In my years of doing this, I have visited my own students in there a dozen times. There is a full-time teacher with whom I communicate to ensure that the educational instruction continues to be delivered when they’re hospitalized. The goal, I learned, is that there is no magical cure, but they can give kids coping mechanisms to co-exist with their mental health issues. Many people are familiar with eating disorders and cutting, but a large percentage of their clients suffer from anxiety and depression. Another percentage of them have brought weapons to school to hurt themselves or others.

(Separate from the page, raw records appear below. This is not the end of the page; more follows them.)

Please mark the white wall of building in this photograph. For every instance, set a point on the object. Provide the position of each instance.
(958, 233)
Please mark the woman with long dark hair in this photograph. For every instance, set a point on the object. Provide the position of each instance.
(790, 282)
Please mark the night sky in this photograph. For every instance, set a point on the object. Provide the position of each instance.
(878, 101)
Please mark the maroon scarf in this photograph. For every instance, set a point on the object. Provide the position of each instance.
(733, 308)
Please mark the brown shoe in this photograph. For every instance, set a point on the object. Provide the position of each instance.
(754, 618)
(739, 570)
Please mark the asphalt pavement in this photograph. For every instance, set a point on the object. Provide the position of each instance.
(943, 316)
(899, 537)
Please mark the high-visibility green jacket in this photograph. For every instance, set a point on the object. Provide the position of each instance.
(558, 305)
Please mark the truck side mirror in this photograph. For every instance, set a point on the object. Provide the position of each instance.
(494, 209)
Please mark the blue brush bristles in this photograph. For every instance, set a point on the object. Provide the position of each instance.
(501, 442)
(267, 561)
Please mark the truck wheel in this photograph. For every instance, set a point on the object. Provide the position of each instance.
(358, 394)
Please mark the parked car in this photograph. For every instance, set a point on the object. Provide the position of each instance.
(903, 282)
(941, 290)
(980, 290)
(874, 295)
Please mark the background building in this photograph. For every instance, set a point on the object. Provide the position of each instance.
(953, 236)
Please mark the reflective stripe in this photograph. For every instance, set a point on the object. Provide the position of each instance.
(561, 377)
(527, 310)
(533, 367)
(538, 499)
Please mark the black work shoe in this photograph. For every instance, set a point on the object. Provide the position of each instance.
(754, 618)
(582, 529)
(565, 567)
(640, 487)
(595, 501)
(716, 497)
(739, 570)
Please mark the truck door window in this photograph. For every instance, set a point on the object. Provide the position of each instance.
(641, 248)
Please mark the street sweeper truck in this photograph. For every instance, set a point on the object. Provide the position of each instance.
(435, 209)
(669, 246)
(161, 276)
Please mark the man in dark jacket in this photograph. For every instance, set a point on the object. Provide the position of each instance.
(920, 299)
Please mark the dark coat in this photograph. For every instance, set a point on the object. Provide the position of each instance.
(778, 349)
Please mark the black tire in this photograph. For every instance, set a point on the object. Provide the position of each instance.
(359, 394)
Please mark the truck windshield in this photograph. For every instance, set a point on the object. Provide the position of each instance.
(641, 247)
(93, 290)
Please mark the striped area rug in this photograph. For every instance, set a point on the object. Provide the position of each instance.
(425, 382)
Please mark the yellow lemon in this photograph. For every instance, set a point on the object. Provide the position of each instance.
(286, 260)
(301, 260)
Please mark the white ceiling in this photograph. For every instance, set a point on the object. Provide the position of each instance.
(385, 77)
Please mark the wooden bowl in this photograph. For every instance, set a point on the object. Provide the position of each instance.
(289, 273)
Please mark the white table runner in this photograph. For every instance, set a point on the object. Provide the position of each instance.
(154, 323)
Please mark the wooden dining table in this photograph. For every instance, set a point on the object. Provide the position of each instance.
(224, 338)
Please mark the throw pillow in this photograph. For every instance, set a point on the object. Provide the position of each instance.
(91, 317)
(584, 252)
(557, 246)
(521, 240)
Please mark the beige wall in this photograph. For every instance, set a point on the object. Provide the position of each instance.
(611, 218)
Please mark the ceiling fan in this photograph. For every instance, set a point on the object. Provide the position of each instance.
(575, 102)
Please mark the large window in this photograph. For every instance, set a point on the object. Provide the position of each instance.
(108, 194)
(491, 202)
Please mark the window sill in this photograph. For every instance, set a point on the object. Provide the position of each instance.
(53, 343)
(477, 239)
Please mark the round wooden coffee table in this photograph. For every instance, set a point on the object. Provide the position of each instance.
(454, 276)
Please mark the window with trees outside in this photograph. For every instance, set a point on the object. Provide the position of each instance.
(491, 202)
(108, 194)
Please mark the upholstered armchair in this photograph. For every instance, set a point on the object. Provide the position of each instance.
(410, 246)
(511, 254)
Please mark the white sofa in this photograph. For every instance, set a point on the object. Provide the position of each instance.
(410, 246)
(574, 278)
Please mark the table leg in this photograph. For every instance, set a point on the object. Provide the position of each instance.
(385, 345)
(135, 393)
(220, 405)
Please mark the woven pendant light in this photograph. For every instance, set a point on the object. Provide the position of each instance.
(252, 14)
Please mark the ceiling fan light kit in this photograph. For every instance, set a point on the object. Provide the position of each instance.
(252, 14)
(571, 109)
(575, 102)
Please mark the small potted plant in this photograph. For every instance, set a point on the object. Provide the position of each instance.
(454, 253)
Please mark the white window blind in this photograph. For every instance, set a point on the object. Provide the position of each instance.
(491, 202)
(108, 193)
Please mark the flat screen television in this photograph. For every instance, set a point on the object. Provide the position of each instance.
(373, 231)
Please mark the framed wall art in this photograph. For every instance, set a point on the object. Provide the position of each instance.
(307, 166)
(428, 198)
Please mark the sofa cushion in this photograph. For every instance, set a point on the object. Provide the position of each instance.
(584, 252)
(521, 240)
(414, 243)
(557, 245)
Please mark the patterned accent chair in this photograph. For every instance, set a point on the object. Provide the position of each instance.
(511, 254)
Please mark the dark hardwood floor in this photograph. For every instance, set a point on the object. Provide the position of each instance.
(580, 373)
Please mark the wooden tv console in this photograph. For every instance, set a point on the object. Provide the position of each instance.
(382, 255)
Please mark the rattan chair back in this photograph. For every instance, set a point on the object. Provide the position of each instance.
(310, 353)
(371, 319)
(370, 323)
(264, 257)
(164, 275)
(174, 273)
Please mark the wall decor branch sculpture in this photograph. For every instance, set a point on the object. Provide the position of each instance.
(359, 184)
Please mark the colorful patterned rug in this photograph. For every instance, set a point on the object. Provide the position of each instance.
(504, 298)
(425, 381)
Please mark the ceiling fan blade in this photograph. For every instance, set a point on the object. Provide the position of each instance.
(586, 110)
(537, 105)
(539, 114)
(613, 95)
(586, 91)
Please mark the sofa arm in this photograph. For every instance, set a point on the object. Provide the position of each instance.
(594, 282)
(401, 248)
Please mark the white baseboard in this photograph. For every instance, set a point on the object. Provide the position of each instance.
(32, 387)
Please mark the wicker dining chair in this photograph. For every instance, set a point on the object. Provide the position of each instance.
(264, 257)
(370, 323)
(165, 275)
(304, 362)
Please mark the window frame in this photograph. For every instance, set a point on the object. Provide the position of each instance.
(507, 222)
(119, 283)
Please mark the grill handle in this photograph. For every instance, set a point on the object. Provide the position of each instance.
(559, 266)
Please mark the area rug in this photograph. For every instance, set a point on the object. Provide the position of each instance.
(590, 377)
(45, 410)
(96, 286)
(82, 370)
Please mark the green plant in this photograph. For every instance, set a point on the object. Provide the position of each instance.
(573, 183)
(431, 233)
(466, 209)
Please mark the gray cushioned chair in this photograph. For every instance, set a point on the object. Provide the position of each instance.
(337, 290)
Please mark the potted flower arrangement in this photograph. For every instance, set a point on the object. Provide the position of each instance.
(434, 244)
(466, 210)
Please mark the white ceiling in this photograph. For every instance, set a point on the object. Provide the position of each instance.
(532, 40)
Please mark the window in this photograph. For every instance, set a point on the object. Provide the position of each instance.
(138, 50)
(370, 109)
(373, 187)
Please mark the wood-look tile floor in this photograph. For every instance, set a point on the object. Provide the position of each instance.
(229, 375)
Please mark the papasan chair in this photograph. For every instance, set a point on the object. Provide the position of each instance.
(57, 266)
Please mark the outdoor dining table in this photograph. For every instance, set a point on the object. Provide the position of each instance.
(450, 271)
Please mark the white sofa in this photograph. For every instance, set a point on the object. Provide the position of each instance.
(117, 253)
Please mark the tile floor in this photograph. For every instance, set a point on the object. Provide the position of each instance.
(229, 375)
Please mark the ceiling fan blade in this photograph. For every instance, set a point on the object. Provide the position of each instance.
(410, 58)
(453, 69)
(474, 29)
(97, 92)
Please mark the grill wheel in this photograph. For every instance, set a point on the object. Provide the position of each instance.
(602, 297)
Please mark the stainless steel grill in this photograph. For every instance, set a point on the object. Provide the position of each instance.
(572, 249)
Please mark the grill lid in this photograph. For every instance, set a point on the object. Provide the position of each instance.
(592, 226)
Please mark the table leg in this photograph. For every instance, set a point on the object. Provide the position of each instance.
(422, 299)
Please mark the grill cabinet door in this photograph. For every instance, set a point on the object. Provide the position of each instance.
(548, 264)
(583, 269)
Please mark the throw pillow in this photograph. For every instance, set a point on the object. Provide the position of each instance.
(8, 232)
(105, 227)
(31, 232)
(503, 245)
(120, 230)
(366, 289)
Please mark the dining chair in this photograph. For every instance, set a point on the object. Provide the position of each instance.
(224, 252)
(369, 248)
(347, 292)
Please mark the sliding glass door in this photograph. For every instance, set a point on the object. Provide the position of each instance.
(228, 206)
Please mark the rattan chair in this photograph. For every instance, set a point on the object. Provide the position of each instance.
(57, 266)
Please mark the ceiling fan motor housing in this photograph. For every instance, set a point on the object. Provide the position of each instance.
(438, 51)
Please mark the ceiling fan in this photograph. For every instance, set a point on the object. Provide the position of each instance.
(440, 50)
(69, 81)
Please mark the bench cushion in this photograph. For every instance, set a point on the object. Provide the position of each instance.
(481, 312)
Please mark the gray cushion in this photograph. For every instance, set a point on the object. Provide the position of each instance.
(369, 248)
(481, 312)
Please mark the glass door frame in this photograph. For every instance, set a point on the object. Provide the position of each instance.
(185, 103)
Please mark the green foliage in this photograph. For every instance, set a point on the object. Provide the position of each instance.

Each time a school shooting occurs, the themes are the same about the students committing these crimes: they are a cry for help, their last-ditch effort to control their lives, or simply people, sometimes school children, who are fighting to make sense of what is really going on with them.
We have to stop suggesting that we would all be safer if we all carried guns, teachers included. My job as an administrator was never to pick up arms on the chance that someone would put the school under attack. Schools are already doing their best to ensure safety, but we must disabuse ourselves that gun-toting teachers is the answer. If it’s within our control, we are already trying it. We’re shaking every tree here.
But we forget that mental health is an enormous problem in this country, worldwide even, and have to work towards ridding our culture of the stigmas attached to it. It’s fine if a child needs help with their mental health, but let’s focus on that and stop being reactionary to keeping children safe. Let’s concern ourselves with how they’re doing emotionally as a preventative measure.
I’ll be the first one to admit that we’re ill-equipped in schools and communities even with everything we’re already doing. But, we could, all of us, be doing so much better.